Using the ktab command to manage the Kerberos keytab file
The Kerberos key table manager command (Ktab) allows the product administrator to manage the Kerberos service principal names and keys stored in a local Kerberos keytab file. With the IBM Software Development Kit (SDK) or Sun Java Development Kit (JDK) 1.6 or later, you can use the ktab command to merge two Kerberos keytab files.
Kerberos service principal (SPN) name and keys listed in the Kerberos keytab file allow services
running on the host to validate the incoming Kerberos or SPNEGO token request. Prior to configuring
Kerberos or SPNEGO web authentication, the WebSphere® Application Server
administrator must setup a Kerberos keytab file on the host that is running WebSphere Application Server.
Deprecated feature:
In WebSphere Application Server Version 6.1, a trust association interceptor (TAI) that uses the Simple and Protected GSS-API Negotiation Mechanism (SPNEGO) to securely negotiate and authenticate HTTP requests for secured resources was introduced. In WebSphere Application Server Version 7.0, this function is now deprecated.

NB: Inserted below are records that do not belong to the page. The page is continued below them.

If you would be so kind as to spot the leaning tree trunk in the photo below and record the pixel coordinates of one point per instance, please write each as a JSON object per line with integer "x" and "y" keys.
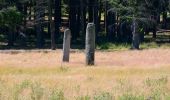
{"x": 51, "y": 25}
{"x": 39, "y": 19}
{"x": 72, "y": 18}
{"x": 57, "y": 17}
{"x": 136, "y": 35}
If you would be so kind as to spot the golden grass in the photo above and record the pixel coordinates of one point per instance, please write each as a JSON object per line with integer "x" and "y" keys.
{"x": 42, "y": 76}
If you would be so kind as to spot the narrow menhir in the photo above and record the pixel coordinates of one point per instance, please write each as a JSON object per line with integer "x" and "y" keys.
{"x": 90, "y": 44}
{"x": 66, "y": 45}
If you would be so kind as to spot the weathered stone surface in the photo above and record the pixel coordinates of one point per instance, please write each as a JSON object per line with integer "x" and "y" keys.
{"x": 90, "y": 44}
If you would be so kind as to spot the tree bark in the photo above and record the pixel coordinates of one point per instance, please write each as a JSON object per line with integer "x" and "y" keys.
{"x": 90, "y": 44}
{"x": 66, "y": 45}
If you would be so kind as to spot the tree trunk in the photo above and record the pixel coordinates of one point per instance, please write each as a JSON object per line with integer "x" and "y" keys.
{"x": 57, "y": 17}
{"x": 39, "y": 19}
{"x": 136, "y": 35}
{"x": 51, "y": 25}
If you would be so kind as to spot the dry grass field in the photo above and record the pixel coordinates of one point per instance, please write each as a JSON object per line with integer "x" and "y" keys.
{"x": 117, "y": 75}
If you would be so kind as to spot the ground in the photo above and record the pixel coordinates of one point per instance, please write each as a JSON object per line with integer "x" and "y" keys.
{"x": 120, "y": 75}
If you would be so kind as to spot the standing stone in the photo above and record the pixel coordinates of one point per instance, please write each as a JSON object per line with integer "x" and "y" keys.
{"x": 66, "y": 45}
{"x": 90, "y": 44}
{"x": 136, "y": 35}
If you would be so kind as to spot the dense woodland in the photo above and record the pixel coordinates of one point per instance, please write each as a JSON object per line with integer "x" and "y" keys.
{"x": 40, "y": 23}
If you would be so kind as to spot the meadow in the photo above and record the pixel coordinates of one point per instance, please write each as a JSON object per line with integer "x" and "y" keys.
{"x": 117, "y": 75}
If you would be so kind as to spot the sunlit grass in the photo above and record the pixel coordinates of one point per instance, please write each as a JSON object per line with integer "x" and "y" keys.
{"x": 96, "y": 83}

SPNEGO web authentication has taken its place to provide the following enhancements:
- Configure and enable SPNEGO Web Authentication and filters on the WebSphere Application Server side by using the administrative console.
- Provide dynamic reload of SPNEGO without having to stop and restart the WebSphere Application Server.
- Provide fallback to an application login method if the SPNEGO web authentication fails.
Important:
- It is important to protect the keytab files and make them readable only by authorized product users.
- Any updates to the Kerberos keytab file using Ktab do not affect the Kerberos database. If you change the keys in the Kerberos keytab file, you must also make the corresponding changes to the Kerberos database.
The syntax of Ktab is illustrated later in this section by using Ktab with the
-help
operand.$ ktab -help
Usage: java com.ibm.security.krb5.internal.tools.Ktab [options]
Available options:
-l list the keytab name and entries
-a <principal_name> [password] add an entry to the keytab
-d <principal_name> delete an entry from the keytab
-k <keytab_name> specify keytab name and path with FILE: prefix
-m <source_keytab_name> <destination_keytab_name> specify merging source keytab file name and destination keytab file name
Following is an example of how Ktab is used to merge the krb5Host1.keytab file to the krb5.keytab
file:
[root@wssecjibe bin]# ./ktab -m /etc/krb5Host1.keytab /etc/krb5.keytab
Merging keytab files: source=krb5Host1.keytab destination=krb5.keytab
Done!
[root@wssecjibe bin]# ls /etc/krb5.*
/etc/krb5Host1.keytab/etc/krb5.keytab
/etc/krb5.keytab
Following is an example of how Ktab is used on a LINUX platform to add new principal names to the
Kerberos keytab file, where ot56prod is the password for the Kerberos principal
name:
[root@wssecjibe bin]# ./ktab -a
HTTP/wssecjibe.austin.ibm.com@WSSEC.AUSTIN.IBM.COM ot56prod -k /etc/krb5.keytab
Done!
Service key for principal HTTP/wssecjibe.austin.ibm.com@WSSEC.AUSTIN.IBM.COM saved
Following is an example of how Ktab is used on a Windows platform to list
Kerberos keytab file
content.
[root@wssecjibe bin]# ./ktab
KVNO Principal
---- ---------
1 HTTP/wssecjibe.austin.ibm.com@WSSEC.AUSTIN.IBM.COM
[root@wssecjibe bin]# ls /etc/krb5.*
/etc/krb5.conf
/etc/krb5.keytab
Tip: You can run the ktab command from the
install_root/java/J5.0/bin or
install_root/java64/J5.0_64/bin directory.